Single-photon switch controlled by a qubit embedded in an engineered electromagnetic environment

TL;DR

This paper proposes a feasible single-photon switch controlled by a qubit in a engineered electromagnetic environment, demonstrating high contrast in superconducting circuit QED systems for scalable quantum networks.

Contribution

It introduces a novel scheme for single-photon switching using a qubit embedded in a coupled-resonator array with a band gap, enhancing control and suppression of relaxation.

Findings

High switching contrast achievable with current superconducting circuit QED parameters.

Embedding the switch in a coupled-resonator array suppresses Purcell relaxation.
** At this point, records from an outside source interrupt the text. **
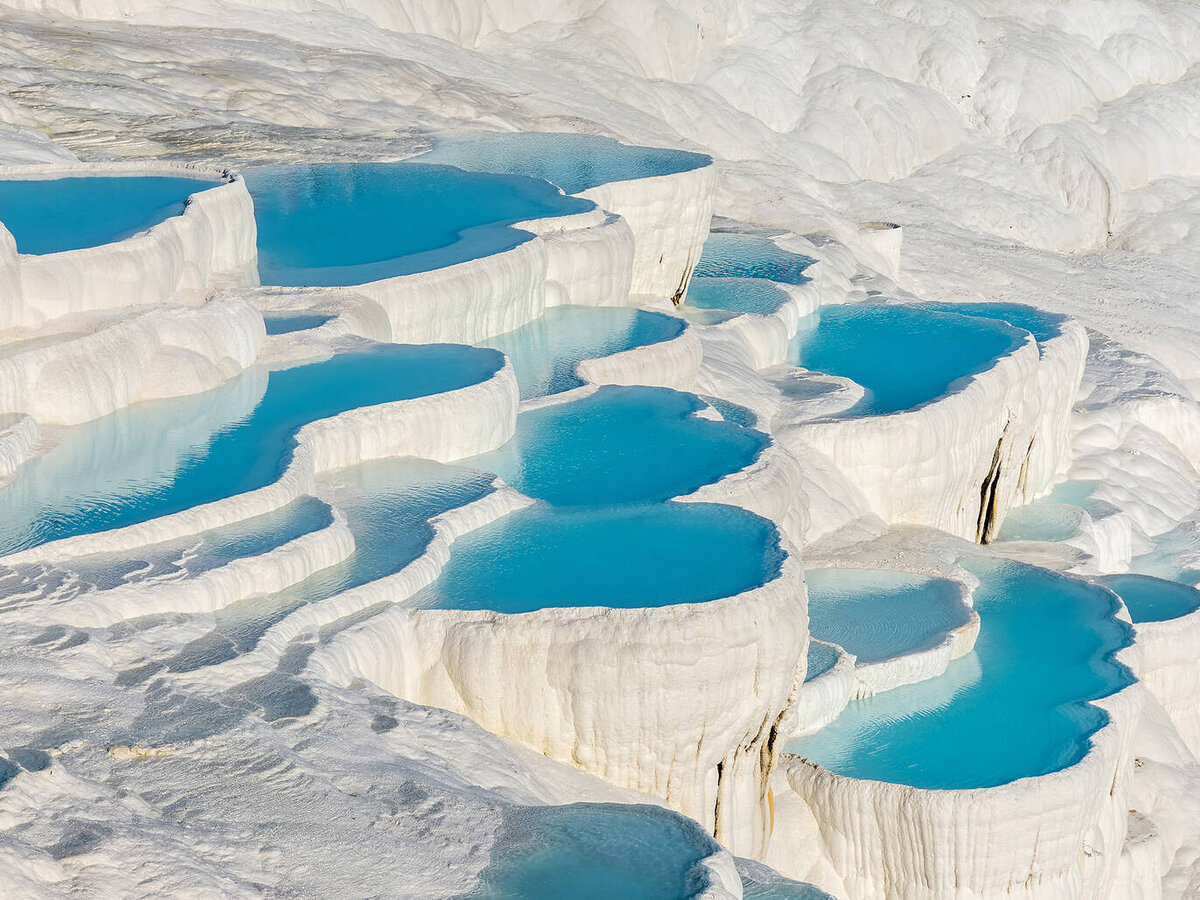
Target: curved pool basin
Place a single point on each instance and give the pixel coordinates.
(904, 357)
(352, 223)
(546, 352)
(628, 557)
(595, 851)
(573, 162)
(53, 215)
(621, 444)
(1013, 708)
(117, 471)
(879, 615)
(1150, 599)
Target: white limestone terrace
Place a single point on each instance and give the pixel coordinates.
(997, 138)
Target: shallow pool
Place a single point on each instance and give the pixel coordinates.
(165, 456)
(731, 255)
(574, 162)
(59, 214)
(351, 223)
(621, 444)
(595, 851)
(546, 352)
(1153, 599)
(901, 355)
(879, 615)
(1014, 707)
(628, 557)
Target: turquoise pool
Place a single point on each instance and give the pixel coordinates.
(628, 557)
(351, 223)
(1014, 707)
(901, 355)
(574, 162)
(621, 444)
(879, 615)
(59, 214)
(595, 851)
(546, 352)
(117, 471)
(1153, 599)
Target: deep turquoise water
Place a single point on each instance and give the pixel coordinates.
(351, 223)
(628, 557)
(901, 355)
(53, 215)
(621, 445)
(574, 162)
(1014, 707)
(593, 851)
(754, 295)
(282, 323)
(546, 352)
(879, 615)
(115, 472)
(1153, 599)
(727, 255)
(1039, 323)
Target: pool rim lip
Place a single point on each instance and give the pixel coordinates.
(220, 175)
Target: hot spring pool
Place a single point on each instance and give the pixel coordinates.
(546, 352)
(901, 355)
(351, 223)
(163, 456)
(574, 162)
(879, 615)
(627, 557)
(58, 214)
(595, 851)
(1013, 708)
(621, 444)
(1152, 599)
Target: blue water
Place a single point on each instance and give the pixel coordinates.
(821, 659)
(546, 352)
(901, 355)
(879, 615)
(1153, 599)
(621, 445)
(628, 557)
(83, 486)
(595, 851)
(282, 323)
(1039, 323)
(351, 223)
(1014, 707)
(727, 255)
(735, 295)
(574, 162)
(388, 507)
(53, 215)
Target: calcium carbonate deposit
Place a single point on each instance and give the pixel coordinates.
(637, 449)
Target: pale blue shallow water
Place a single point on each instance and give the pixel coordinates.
(623, 557)
(574, 162)
(282, 323)
(879, 615)
(546, 352)
(621, 444)
(1014, 707)
(595, 851)
(53, 215)
(351, 223)
(901, 355)
(729, 255)
(115, 472)
(1153, 599)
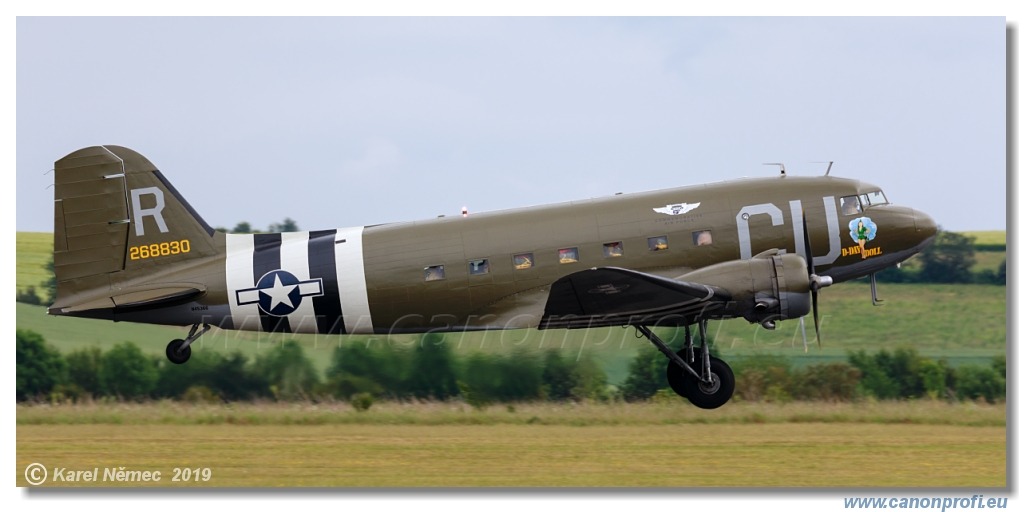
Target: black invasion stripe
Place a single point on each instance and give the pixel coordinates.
(323, 265)
(266, 257)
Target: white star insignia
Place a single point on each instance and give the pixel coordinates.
(279, 293)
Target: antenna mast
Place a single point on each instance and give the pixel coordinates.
(781, 167)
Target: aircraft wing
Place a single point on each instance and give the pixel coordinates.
(611, 296)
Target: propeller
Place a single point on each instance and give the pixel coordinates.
(816, 282)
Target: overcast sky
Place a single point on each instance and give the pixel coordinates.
(342, 122)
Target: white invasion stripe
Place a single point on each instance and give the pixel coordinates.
(239, 275)
(295, 259)
(352, 281)
(311, 288)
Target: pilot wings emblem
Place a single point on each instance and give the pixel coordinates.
(679, 209)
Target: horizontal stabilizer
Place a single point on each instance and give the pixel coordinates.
(140, 297)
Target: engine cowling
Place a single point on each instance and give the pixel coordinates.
(772, 286)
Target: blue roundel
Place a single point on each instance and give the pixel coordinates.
(279, 293)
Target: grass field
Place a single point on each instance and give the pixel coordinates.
(960, 324)
(920, 444)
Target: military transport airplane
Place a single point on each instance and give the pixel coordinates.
(128, 247)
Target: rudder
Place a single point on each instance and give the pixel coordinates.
(116, 213)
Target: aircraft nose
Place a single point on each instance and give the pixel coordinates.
(925, 224)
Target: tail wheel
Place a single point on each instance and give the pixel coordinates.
(178, 353)
(710, 394)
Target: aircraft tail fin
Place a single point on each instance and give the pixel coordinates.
(115, 218)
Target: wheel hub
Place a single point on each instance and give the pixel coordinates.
(711, 387)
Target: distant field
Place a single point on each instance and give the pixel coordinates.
(920, 444)
(988, 238)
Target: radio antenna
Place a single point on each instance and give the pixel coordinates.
(780, 166)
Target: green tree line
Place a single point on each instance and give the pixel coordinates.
(902, 374)
(950, 258)
(429, 371)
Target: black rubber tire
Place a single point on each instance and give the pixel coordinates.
(718, 393)
(175, 355)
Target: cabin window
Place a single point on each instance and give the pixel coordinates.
(433, 272)
(850, 205)
(478, 266)
(522, 261)
(657, 243)
(568, 255)
(612, 249)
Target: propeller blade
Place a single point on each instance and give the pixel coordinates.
(817, 324)
(803, 333)
(815, 282)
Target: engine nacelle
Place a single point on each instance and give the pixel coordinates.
(769, 287)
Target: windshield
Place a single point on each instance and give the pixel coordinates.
(872, 199)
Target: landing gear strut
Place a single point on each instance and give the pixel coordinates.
(178, 351)
(708, 382)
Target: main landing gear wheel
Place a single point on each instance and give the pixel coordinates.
(710, 394)
(178, 352)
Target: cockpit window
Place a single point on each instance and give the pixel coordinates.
(873, 199)
(851, 206)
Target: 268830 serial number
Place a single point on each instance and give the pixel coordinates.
(157, 250)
Feasible implementation in microwave circuit QED architectures.

Abstract

A single-photon switch is an important element for the building of scalable quantum networks. In this paper, we propose a feasible scheme for efficient single-photon switching. The proposed switch is controlled by a state of a qubit formed by the pair of the lowest levels of a three-level system (qutrit) coupled to a resonator. This resonator-qutrit system comprises a switching unit of the considered setup. For suppression of the Purcell relaxation of the control qubit, the switching unit is embedded into a coupled-resonator array serving as an engineered electromagnetic environment with a band gap on a qubit transition frequency. We discuss the possible implementation of the considered single-photon switch on the microwave circuit QED architecture. We demonstrate that high switching contrasts can be attained for the parameters achievable for the state-of-the-art superconducting circuit QED setups.